As far as situations go, Apple should consider itself lucky: a real anti-LGBT emoji would have been a disaster.
If you’re still upset with the company over the anti-gay emoji, it’s time to learn that it was nothing more than a glitch that’s not even Apple’s doing; it’s Unicode!
Unicode Consortium basically assigns each text, symbol, and emoji their own number as a way to identify them, so, when playing with the code, people were able to put a strike-through circle over any emoji, and it doesn’t even work on all devices.
The anti-gay emoji still made its way to social media, but instead of an uproar, many members of the LGBTQ+ community made fun of the situation and started using the new “anti-pride” flag as a joke.
It was as if we all knew there was no way this could be real. Apple is lucky, again, that this community has the best sense of humor.
However, this does bring up a few questions: What if the emoji was real? Why should we care?
Apple releasing anything anti-gay in 2019 would be not only harmful for their business and a PR disaster, but harmful for a community that’s already been struggling to gain support and awareness.
This is because when you tell a member of the community that you are “anti-LGBT,” you tell them “I am anti-YOU.” You tell them you don’t agree with the way they choose to love and express themselves.
It’s not just an opinion. It stops being just an opinion when it starts having a negative effect on the lives of others.

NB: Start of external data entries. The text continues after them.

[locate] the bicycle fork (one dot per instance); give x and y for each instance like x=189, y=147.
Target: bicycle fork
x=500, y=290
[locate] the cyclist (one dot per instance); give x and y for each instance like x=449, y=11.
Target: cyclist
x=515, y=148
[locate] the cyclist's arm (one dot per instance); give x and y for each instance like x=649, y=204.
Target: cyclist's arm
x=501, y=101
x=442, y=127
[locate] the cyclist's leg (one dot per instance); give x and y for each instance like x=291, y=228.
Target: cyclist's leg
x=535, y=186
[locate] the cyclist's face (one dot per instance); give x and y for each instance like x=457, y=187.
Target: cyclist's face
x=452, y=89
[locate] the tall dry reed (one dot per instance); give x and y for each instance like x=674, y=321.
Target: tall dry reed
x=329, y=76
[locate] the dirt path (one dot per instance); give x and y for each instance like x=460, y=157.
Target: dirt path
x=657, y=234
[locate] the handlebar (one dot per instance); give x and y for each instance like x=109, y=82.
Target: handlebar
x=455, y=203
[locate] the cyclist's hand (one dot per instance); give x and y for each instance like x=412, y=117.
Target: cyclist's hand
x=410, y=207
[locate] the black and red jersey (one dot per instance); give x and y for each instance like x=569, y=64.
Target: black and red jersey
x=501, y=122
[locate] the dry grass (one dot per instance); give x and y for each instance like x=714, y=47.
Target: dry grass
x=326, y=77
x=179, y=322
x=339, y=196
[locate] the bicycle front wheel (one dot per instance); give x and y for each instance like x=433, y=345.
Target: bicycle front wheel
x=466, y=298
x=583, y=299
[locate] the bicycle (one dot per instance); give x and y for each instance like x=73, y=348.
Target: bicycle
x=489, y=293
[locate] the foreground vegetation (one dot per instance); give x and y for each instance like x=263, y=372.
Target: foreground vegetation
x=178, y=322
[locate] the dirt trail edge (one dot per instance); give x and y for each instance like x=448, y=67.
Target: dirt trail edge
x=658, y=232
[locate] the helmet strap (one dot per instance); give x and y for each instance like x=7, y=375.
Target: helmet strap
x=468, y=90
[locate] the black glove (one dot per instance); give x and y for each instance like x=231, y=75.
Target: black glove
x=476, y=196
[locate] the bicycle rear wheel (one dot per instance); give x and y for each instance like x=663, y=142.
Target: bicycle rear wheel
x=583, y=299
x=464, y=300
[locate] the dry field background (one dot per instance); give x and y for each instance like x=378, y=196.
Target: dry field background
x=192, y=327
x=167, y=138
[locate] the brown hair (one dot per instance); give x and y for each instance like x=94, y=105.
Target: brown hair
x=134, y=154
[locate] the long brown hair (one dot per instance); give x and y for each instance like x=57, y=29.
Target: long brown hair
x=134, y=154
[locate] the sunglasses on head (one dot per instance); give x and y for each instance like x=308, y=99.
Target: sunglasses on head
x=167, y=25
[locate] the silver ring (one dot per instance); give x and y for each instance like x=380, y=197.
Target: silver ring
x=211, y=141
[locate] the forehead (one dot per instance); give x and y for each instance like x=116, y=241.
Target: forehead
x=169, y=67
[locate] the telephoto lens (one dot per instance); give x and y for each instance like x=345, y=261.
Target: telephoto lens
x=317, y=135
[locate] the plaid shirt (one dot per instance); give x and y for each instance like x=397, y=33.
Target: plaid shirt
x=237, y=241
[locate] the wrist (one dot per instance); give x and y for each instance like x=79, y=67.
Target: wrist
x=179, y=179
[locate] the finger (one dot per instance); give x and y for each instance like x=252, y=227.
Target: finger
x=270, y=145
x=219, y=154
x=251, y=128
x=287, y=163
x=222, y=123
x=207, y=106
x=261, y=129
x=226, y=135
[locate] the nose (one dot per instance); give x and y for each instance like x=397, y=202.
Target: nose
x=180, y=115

To make this clear: you thinking pineapple doesn’t belong on pizza is just an opinion. The pineapple does not care what you think. It knows its worth, and is loved by many.
So, the homophobes lose this round: There is no real anti-gay emoji.
As for Apple, the company should be relieved but also take this situation as a warning. If this were real, many people would be upset.
Real emojis are never created on accident.